Below is a description of the input arguments, which are specific to MPECs in the knitro function of KnitroR.

Input Argument Description
numCompConstraints Number of complementarity constraints among nonlinear constraints.
ccIdxList1 List of indices of first variables in complementarity constraints. Via R function c(…)
ccIdxList2 List of indices of second variables in complementarity constraints. Via R function c(…)

## Input Arguments for knitromip

Below is a description of the input arguments, which are specific to MINLPs in the knitromip function of KnitroR.

Input Argument Description
xType R vector indicating variable types: 0 (continuous), 1 (integer) or 2 (binary).
cFnType R vector indicating constraint types: 0 (convex), 1 (nonconvex) or 2 (uncertain)
objFnType Type of objective function: 0 (convex), 1 (nonconvex) or 2 (uncertain)
options List of options which are specific to MINLPs. xPriorities: branching priorities for integer variables mipBranchRule: branching rule in Branch-and-Bound algorithm mipHeuristic: heuristic to find initial integer feasible solution mipMethod: 0 (automatic choice), 1 (Branch-and-Bound), 2 (Quesada-Grossmann) mipLPalg: algorithm for LP subproblem.

## Input Arguments for knitrolsq

Below is a descriptions of the API of the R function knitrolsq in KnitroR. The function knitrolsq is based on Knitro’s internal implementation of bound-constrained nonlinear least-squares.
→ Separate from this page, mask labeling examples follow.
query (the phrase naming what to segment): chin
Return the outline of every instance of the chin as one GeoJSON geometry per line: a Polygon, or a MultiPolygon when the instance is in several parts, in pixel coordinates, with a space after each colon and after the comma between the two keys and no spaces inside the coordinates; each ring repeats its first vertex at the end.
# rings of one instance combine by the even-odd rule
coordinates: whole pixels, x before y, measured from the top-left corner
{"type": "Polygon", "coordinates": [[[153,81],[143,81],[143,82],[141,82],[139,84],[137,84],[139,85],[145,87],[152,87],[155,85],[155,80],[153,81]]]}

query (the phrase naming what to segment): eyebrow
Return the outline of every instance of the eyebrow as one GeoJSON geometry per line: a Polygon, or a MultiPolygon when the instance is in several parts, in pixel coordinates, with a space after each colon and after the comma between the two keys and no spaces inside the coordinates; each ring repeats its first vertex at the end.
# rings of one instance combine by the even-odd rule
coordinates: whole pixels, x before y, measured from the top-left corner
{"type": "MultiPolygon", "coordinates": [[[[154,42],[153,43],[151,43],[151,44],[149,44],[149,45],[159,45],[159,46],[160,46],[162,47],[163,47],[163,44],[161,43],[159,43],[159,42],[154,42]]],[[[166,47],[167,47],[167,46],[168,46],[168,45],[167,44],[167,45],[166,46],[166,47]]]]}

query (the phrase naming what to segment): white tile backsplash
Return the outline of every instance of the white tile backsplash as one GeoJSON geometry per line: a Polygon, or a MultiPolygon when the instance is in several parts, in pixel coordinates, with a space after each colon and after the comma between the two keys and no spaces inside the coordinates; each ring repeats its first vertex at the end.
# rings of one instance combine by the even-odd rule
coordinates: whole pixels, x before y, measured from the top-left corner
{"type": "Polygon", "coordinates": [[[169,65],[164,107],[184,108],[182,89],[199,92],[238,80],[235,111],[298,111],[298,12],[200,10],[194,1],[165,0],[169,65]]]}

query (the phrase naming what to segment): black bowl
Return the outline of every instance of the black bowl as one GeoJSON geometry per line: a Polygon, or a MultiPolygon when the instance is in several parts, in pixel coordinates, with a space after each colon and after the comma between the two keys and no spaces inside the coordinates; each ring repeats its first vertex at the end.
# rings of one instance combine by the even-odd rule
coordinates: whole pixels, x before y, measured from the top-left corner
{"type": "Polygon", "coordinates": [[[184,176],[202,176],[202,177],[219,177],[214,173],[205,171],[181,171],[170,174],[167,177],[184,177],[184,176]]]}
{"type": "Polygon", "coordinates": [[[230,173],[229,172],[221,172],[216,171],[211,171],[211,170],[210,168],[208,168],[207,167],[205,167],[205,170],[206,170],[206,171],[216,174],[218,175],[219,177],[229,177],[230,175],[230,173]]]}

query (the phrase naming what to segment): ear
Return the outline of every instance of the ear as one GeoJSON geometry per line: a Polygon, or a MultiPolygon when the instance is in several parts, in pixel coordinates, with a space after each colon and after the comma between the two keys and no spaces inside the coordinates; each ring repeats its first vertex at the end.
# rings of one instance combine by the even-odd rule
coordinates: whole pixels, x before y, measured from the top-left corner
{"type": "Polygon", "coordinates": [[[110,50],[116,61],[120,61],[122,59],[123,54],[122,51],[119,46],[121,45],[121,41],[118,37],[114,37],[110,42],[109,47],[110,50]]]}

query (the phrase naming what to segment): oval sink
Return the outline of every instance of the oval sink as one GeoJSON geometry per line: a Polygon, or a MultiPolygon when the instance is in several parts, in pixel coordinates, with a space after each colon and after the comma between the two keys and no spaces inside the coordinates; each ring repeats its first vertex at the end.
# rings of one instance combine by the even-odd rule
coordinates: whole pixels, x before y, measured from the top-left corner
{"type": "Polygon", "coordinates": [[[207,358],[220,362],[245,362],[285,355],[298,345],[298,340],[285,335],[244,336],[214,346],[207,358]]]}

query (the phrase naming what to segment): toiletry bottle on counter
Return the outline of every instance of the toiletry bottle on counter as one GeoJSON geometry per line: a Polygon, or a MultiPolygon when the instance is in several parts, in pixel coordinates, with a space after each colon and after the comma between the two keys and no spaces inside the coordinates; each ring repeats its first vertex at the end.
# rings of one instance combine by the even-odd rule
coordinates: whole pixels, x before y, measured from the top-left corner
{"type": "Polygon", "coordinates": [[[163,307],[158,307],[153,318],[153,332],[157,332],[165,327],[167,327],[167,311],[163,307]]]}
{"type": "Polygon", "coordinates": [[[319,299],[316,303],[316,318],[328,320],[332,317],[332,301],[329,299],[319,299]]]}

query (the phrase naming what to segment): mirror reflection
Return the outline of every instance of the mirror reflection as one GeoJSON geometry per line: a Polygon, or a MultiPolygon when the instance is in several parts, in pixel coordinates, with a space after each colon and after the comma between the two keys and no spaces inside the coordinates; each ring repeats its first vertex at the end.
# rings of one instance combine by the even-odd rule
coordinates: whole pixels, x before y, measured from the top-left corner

Input Argument Description
dimp Dimension of fitting parameter.
par0 Initial guess on fitting parameter.
dataFrameX Data frame containing samples x_i.
dataFrameY Data frame containing samples y_i.
residual Vector of nonlinear least-squares residuals (R function returning c(…)).
jacobian Jacobian of nonlinear least-squares residuals residual (R function returning c(…)).
parL Vector of lower bounds on fitting parameter (R vector).
parU Vector of upper bounds on fitting parameter (R vector).
xScaleCenters Vector of scaling centers on fitting parameter. (R vector).
xScaleFactors Vector of scaling factors on fitting parameter. (R vector).
objScaleFactor Scaling factor on nonlienar least-squares objective function.

## Output Arguments of knitro and knitromip

Output Argument Description
statusMessage Knitro’s status message.
x Locally optimal primal solution.
lambda Locally optimal dual solution.
objective Objective value at the optimal solution x.
constraints Constraints value at the optimal solution x.
objEval Number of objective evaluations.